Mio fratello Valerio è diverso, lui non ragiona più di tanto sulle cose e in un certo senso non si fa sangue malato. Con Valerio mia madre è sempre stata più tranquilla. All’epoca aveva una corporatura robusta e un ciuffo gelatinoso che gli pendeva sulla fronte, lavorava ai mercati e si alzava quando era ancora buio. Tutta la voce che aveva la sprecava a urlare dal banco, e quando finiva con quella si metteva a ridere senza smettere mai. Al contrario mio aveva deciso di sposarsi.

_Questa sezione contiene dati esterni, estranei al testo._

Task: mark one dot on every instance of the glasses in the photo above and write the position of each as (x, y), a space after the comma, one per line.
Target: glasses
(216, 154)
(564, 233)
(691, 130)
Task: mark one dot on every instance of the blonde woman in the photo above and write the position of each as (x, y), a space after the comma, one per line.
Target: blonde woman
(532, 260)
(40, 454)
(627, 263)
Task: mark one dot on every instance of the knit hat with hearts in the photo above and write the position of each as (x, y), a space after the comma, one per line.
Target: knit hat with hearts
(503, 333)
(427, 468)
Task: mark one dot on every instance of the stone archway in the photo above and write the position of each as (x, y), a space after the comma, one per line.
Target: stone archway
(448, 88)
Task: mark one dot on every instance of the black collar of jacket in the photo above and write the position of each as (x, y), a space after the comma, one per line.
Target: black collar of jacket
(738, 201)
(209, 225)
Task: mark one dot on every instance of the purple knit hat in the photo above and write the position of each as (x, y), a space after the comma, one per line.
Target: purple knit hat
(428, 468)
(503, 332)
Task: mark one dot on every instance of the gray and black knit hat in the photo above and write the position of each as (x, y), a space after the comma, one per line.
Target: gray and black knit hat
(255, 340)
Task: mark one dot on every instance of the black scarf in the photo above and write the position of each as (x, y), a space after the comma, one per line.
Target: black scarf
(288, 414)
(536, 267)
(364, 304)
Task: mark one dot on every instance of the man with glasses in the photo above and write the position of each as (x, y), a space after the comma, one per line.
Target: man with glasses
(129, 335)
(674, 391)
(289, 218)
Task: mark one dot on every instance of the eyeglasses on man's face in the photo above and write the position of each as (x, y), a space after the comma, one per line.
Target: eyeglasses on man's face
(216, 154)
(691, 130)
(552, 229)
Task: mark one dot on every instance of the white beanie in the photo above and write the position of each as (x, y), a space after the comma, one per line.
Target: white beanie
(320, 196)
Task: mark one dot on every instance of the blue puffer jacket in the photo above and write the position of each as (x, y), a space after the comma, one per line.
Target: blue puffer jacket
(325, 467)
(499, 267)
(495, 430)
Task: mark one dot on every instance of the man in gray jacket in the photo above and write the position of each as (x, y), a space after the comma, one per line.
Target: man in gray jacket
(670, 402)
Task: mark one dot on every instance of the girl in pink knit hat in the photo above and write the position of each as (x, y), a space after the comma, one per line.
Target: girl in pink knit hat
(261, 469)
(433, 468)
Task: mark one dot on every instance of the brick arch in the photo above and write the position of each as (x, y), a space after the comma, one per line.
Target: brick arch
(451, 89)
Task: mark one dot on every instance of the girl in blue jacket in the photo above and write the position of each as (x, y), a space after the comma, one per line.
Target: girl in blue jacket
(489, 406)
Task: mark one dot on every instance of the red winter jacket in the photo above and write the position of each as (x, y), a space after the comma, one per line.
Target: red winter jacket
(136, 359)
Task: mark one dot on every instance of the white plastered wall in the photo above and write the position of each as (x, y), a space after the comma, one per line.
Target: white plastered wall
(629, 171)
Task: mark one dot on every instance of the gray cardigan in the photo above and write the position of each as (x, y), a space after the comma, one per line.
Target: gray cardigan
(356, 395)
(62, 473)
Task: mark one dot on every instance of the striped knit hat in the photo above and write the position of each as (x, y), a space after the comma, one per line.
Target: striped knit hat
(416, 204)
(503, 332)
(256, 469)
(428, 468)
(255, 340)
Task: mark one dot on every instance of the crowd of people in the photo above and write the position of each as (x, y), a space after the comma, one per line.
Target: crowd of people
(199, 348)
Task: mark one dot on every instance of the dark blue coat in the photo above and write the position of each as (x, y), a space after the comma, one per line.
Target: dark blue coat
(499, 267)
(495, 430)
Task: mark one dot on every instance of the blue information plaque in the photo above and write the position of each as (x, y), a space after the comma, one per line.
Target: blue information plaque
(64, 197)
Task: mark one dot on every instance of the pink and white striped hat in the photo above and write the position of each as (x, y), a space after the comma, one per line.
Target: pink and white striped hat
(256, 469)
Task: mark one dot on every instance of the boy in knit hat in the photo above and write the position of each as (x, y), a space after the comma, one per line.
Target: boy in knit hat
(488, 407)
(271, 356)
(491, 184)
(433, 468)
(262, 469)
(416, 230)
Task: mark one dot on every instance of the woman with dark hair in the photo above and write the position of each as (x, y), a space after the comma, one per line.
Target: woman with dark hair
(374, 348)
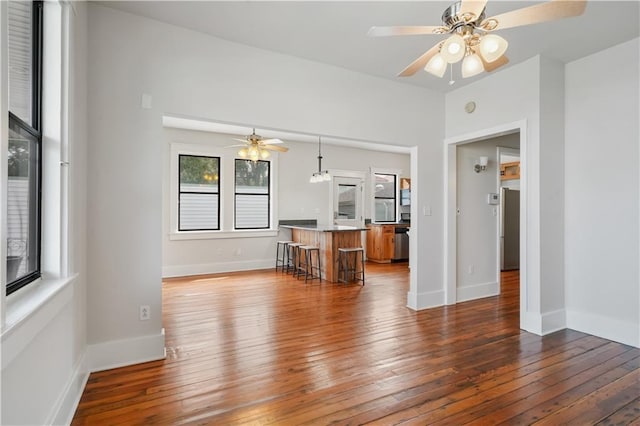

Mio fratello, quando da picciriddi dormivamo insieme, aveva il sonno pesante di un bufalo. A volte si addormentava con il braccio fuori dal letto e allora io gli mettevo un bicchiere di plastica con un quarto d’acqua nella mano e lui inevitabilmente se lo buttava addosso. Si svegliava di soprassalto come se lo stessero torturando e io correvo a nascondermi. Sua moglie Rosaria da ragazza aveva i capelli neri neri che le arrivano in fondo alla schiena; se li legava sempre per quanto erano lunghi e in pochi l’avevano vista con la capigliatura completamente sciolta. Si diceva che i suoi nel rione avessero la protezione del capo mandamento, ma nessuno parlava volentieri di queste cose e a Valerio in fondo in fondo non gliene fregava niente. Per loro sposarsi fu la cosa più naturale del mondo, come mettersi i calzini di lana quando fuori è freddo. Con l’aiuto di tutti Valerio accese un mutuo e quando andava a faticare faticava doppio. Ma lui era contento così e non sentiva la fatica, perché è una persona buona, e i buoni senza sacrifici non sanno vivere.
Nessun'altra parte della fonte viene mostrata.